A woman in San Jose thought that an elaborate security system was enough to keep her safe in her own home, but when that system failed to keep a burglar from breaking into her house early Tuesday morning, it left her rethinking safety – and owning a new gun.
Heidi Quezada was awakened just before 2 a.m. by unfamiliar noises, and when she looked at the home security app on her phone, she realized there was a man standing outside her bedroom window, trying to get into her home. The video showed that the man walked around the outside of the house for about 10 minutes before he found a way to get inside.
Quezada told a local NBC affiliate that watching the man trying to get into her house “was like the horror movie nobody wants to watch.” But while Quezada was watching the man from her phone, she had to use that phone to call 911, so that connection to the outside was lost.
The 911 dispatcher told Quezada to lock her bedroom door and hide in the closet until police arrived. By that time, the man had broken a lock off of a sliding glass door and was inside the house.
The police were on their way, but the woman spent the next 13 minutes hiding in her closet, listening to the man go from room to room, ransacking her house.
When the suspect came to the bedroom door, Quezada started screaming. The startled suspect can be seen on the video recordings jump back from the door and run out of the house. Outside cameras caught him grabbing a skateboard and taking off down the road.
“I was screaming and hitting the door from the inside, telling him, ‘The police are coming. They’re going to shoot you,’” Quezada recalled.

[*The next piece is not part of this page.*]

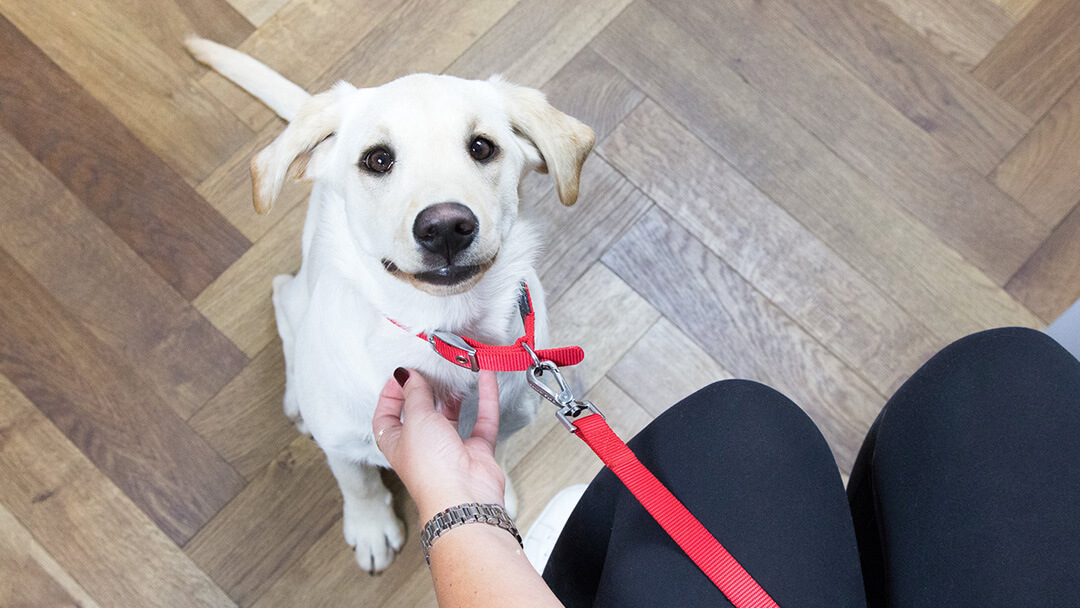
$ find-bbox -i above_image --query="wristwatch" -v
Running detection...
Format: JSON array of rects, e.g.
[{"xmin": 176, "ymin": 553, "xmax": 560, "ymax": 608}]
[{"xmin": 420, "ymin": 502, "xmax": 525, "ymax": 566}]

The suspect left empty-handed, but the incident left Quezada more than uneasy and neighbors shocked at the brazen crime.
Quezada’s home, like many others in the neighborhood, is well-equipped with 16 video cameras, motion sensor lights, and a burglar alarm. She said she always keeps her windows and doors locked too, but none of those precautions kept the burglar away.
“All this time I thought I was safe because I locked my doors, I set my alarm, have my cameras. But it was like sleeping with the doors wide open,” she told reporters following the break-in.
She said all of those things did nothing but give her a false sense of security.
Quezada has since replaced the locks, but she also bought a gun.
“I will never be sitting in my closet, hoping somebody doesn’t come in my room. That’s a scary feeling,” she said. “And had I had a gun, I would have shot through the door.”